Freed Guantánamo war criminal to get status hearing in absentia

Ibrahim al Qosi on an Al-Qaida of the Arabian Penninsula video, posted on
Ibrahim al Qosi on an Al-Qaida of the Arabian Penninsula video, posted on

In an unprecedented war court development, a Pentagon appeals panel has ordered a military judge to hold a hearing to decide if a freed former captive is an enemy of the United States not entitled to an appeal of his war court conviction.

Ibrahim al Qosi, 57, pleaded guilty to providing material support for terror as an al-Qaida foot soldier in 2010, and was sent home to Sudan in 2012 when his sentence ended. He has since emerged on a video as a spiritual leader of sorts with al-Qaida of the Arabian Peninsula, AQAP, whereabouts unknown.

Two Pentagon attorneys have been appealing that conviction, noting that a civilian court subsequently determined that providing material support for terror is not a legitimate war crime. Other similar convictions have been overturned even after the captives were gone from Guantánamo.

But rather than look at the straightforward question of whether Qosi’s conviction should be upheld, the U.S. Court of Military Commission Review wants a military judge to hear evidence to help them decide whether Qosi’s post-conviction, post-release behavior ought to prevent his lawyers from pursuing an appeal.

On June 19 the review panel ordered a lower military court to hold a fact-finding session, a DuBay hearing, on the question of whether there’s evidence that Qosi’s an “alien unprivileged enemy belligerent,” as the prosecutors claim.

In late 2015, more than three years after his repatriation, the Sudanese former bookkeeper for Osama bin Laden appeared on an AQAP video praising jihad. “As the U.S. has killed our men, we have killed its people,” he is heard saying in Arabic. “But it is not the same. Our dead are in heaven and theirs are in the hellfire, and the war is not over yet.”

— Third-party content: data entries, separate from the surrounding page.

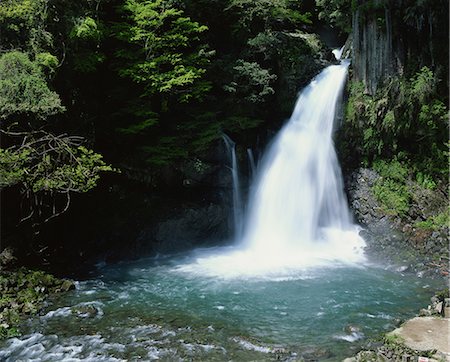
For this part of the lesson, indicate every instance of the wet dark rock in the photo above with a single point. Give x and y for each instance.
(24, 293)
(192, 227)
(7, 258)
(397, 240)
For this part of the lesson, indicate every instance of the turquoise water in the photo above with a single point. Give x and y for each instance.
(151, 309)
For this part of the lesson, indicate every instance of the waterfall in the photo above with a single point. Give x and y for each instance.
(338, 52)
(237, 201)
(251, 163)
(297, 215)
(298, 194)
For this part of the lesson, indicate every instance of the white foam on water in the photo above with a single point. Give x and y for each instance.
(298, 215)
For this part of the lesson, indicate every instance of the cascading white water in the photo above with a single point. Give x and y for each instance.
(299, 189)
(298, 215)
(251, 163)
(237, 200)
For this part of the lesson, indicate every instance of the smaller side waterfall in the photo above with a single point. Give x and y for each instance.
(251, 162)
(237, 200)
(297, 216)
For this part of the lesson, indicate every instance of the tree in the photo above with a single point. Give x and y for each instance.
(44, 166)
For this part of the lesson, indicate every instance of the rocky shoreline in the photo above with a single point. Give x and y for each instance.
(24, 293)
(424, 338)
(401, 241)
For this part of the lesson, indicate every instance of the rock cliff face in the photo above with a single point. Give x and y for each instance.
(393, 37)
(373, 55)
(399, 241)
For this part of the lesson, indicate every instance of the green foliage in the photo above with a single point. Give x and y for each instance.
(391, 189)
(48, 62)
(169, 58)
(23, 22)
(23, 88)
(86, 29)
(23, 293)
(405, 115)
(425, 180)
(394, 196)
(336, 12)
(394, 170)
(51, 164)
(261, 15)
(436, 222)
(251, 82)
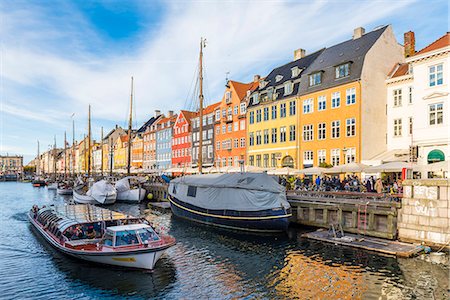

Earlier report: Freed convict back in the fight. Pentagon lawyers want to clear his name

Prosecutors offered as proof a one-page, unclassified Defense Intelligence Agency profile that says Qosi “likely reengaged in terrorist activities, since at least late-2015, based on his pro-jihadi writings.” The U.S. intelligence community views the problem of recidivism by released Guantánamo captives through a dual standard: Those who have been confirmed to have “reengaged,” and those suspected of doing so. The DIA language suggests Qosi’s in the later category.

Ibrahim al Qosi’s unclassified intelligence profile presented to the U.S. Court of Military Commissions Review

The Court of Military Commissions Review called that insufficient proof that was based “primarily, if not completely, on hearsay.”

Earlier the court had wondered whether Qosi, who has not been in touch with his U.S. military attorneys since leaving the prison in a U.S. Air Force repatriation flight, even wants his conviction overturned.

Marine Brig. Gen. John Baker, the chief defense counsel for military commissions, called that the wrong question. Congress decided that every war court convict is entitled to a full appeal, Baker said, so his office is pursing it. He similarly described Qosi’s current status as irrelevant to the appeal.

“He’s been convicted of a crime that isn’t a crime,” Baker said in an interview. The question raised by the appeals panel demonstrates “everything that’s wrong with the commissions all wrapped up in one. That’s the Qosi case.”

“The issue here is whether he’s returned to the fight,” said Army Brig. Gen. Mark Martins, the chief war court prosecutor. “Is he part of al-Qaida, Taliban, associated forces engaged in armed conflict against the United States or a coalition partner? Has he committed belligerent acts?”

Chief Prosecutor Army Brig. Gen. Mark Martins on May 6, 2012 at Camp Justice, U.S. Navy base Guantánamo Bay, Cuba. WALTER MICHOT Miami Herald Staff

Martins defended the procedure as well within the authority of the military appeals court. “There are doctrines of fugitives losing their ability to ask the courts to give them relief. You can’t ask for the benefit of the court if you’re evading it.”

To which Baker replied: “The fugitive doctrine is a red herring. The fugitive doctrine applies only where someone who has asked for an appeal then escapes from imprisonment. Ibrahim did not escape from Guantánamo. That would make him a fugitive. Instead, he served his sentence and should not be made to forfeit an appeal that is mandatory under the statute.”

Before the DuBay hearing can be held, Martins has to name a prosecutor. The chief war court judge, Army Col. James Pohl assigned himself to the case and said it would start July 12 at a courtroom somewhere in the Washington, D.C., area. Baker named a trio of Pentagon-paid lawyers who have worked at Guantánamo: Navy Capt. Brent Filbert, Cmdr Pat Flor and Mike Schwartz.

Martins said he expected the hearing would be open to the public, unless the judge invokes a classified information exception and closes portions to hear certain intelligence.

“It’s a public trial,” Martins said. “It will be a public proceeding.”